Predicts Closing Stock Prices 24 Hours Later
LSTM Neural Network Based on Randerson112358's post on https://medium.com/@randerson112358/stock-price-prediction-using-python-machine-learning-e82a039ac2bb Adapted to Predict 24 hour closing differnces instead of long term differences like in the article. Uses Yahoo Stocks as source.
Repo Root has a few important files:
- main.py - the actual NN predictor and the interface used to interact with it
- sp500.csv - CSV of the S&P500 stocks that the predictor uses to read in which stocks to predict
- stock_report.txt - initially blank, this is where the DataFrame of stock predictions and other important information will be after the predictor is run.

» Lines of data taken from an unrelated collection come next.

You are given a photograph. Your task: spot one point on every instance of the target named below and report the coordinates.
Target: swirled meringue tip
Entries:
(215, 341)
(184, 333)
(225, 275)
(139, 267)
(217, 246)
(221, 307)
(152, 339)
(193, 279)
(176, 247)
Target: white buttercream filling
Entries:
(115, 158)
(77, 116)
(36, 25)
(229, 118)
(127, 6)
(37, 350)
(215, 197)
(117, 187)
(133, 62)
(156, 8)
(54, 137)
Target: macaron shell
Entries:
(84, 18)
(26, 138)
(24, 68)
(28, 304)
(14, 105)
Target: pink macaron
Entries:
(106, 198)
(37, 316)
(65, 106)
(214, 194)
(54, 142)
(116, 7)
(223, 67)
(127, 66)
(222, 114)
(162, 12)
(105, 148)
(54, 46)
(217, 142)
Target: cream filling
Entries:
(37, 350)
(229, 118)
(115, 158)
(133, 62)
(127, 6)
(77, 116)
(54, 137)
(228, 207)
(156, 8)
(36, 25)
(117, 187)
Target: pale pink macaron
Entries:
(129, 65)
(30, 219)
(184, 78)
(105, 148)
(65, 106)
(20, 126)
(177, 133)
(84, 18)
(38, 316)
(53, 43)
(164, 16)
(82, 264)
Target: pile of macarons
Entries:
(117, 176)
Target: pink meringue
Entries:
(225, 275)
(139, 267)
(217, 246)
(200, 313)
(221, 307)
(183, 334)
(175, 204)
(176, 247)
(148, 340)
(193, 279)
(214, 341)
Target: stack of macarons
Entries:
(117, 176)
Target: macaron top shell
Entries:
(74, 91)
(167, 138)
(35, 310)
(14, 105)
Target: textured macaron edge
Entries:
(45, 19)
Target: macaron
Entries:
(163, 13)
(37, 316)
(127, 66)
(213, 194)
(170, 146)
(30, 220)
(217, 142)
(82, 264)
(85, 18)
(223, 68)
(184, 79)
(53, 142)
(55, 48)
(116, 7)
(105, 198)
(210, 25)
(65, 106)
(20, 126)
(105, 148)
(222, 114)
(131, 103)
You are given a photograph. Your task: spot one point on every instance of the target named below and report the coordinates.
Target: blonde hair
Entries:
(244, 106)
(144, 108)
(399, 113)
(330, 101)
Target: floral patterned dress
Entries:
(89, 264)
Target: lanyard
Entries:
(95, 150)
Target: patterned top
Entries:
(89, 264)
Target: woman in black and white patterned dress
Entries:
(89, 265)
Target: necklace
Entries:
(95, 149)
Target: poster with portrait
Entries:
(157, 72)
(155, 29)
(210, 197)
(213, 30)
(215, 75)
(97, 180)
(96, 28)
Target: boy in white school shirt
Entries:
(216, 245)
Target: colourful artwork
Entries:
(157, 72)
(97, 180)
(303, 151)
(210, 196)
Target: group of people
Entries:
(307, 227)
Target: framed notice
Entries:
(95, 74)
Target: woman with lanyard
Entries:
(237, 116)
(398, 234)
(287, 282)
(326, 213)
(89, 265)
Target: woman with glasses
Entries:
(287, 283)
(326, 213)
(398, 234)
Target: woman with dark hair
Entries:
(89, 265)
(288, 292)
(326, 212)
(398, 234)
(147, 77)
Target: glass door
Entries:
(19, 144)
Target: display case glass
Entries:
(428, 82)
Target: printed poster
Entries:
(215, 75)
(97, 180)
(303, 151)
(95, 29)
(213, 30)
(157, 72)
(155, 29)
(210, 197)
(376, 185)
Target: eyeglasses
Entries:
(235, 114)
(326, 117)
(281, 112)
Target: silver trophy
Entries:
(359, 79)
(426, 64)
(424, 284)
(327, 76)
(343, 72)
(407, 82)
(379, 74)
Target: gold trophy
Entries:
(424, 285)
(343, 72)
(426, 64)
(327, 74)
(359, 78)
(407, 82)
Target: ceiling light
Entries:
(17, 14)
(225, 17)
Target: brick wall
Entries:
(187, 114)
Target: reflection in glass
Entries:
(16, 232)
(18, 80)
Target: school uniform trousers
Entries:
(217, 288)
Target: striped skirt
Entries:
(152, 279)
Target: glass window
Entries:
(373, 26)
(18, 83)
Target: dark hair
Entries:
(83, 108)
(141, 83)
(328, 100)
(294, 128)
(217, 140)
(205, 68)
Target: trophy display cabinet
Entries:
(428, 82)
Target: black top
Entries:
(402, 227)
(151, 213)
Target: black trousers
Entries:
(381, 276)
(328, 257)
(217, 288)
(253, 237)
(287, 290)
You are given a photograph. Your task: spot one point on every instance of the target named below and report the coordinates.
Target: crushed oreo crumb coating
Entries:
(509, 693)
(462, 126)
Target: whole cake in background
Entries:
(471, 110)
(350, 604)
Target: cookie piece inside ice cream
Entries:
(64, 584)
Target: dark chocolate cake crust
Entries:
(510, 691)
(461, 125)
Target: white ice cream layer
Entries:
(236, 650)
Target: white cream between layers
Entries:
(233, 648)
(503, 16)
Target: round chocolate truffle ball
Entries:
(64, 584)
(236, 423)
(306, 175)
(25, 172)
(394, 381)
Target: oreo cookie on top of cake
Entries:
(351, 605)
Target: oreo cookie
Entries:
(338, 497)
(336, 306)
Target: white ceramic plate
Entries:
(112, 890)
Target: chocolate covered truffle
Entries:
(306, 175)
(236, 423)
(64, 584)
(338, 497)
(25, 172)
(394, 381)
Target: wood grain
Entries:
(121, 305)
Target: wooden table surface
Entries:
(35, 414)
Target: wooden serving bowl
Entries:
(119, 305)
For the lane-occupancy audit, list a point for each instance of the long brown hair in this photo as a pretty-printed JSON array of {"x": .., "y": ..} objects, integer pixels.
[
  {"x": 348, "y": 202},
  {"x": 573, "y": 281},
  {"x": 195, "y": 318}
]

- view_report.py - a short script to read in the predictor results and pretty-print the DataFrame.
- predicted_graphs.png (Will appear after running) - where the graphs of the predicted stocks are saved to. You can see the training results, testing resutls, and actual results in these graphs
main.py has two modes so far (more may be added in the future) that interact via the python prompter:
- Run Mode (r): Asks the user for an input of how_many and randomly picks that many stocks out of the SP500 list to predict. Prints and saves a DataFrame with all the predicted info and other info to relevant files, mentioned above.
- Individial Stock Mode (i): Outputs the same info and runs the same methods as run mode, but asks the user for which stocks they want to specifically look at. Takes in as many stocks as wanted, in this form: TWTR,SNAP,TSLA
Intended Use: markets Open at 9:30 AM and close 4:00pm, Monday-Friday. So, this is desined to be ran AFTER the markets have closed and yahoo's data is updated. There are still after hour transactions, like for robinhood, that can take place up to 6:00pm and open at 9:00am. So, I have found the best time to run this is around 8/9pm, to predict the next days 4:00pm closing price for each stock wanted.
Other Info:
- Normalized RMSE(NMRSE) is used to evaulte mode performance/ confidence in the stock prediction. I have found that anything less then 0.1 is usally pretty accurate the next day, with above 0.1 being more unstable and less reliable, uslaly for stocks that have resecenlty had their IPO.
- On my 2018 MacBook Pro, each predict takes about 30 seconds, so factor this in when running large lists of stocks. I am currenlty working on optimizing and hope to get it way down.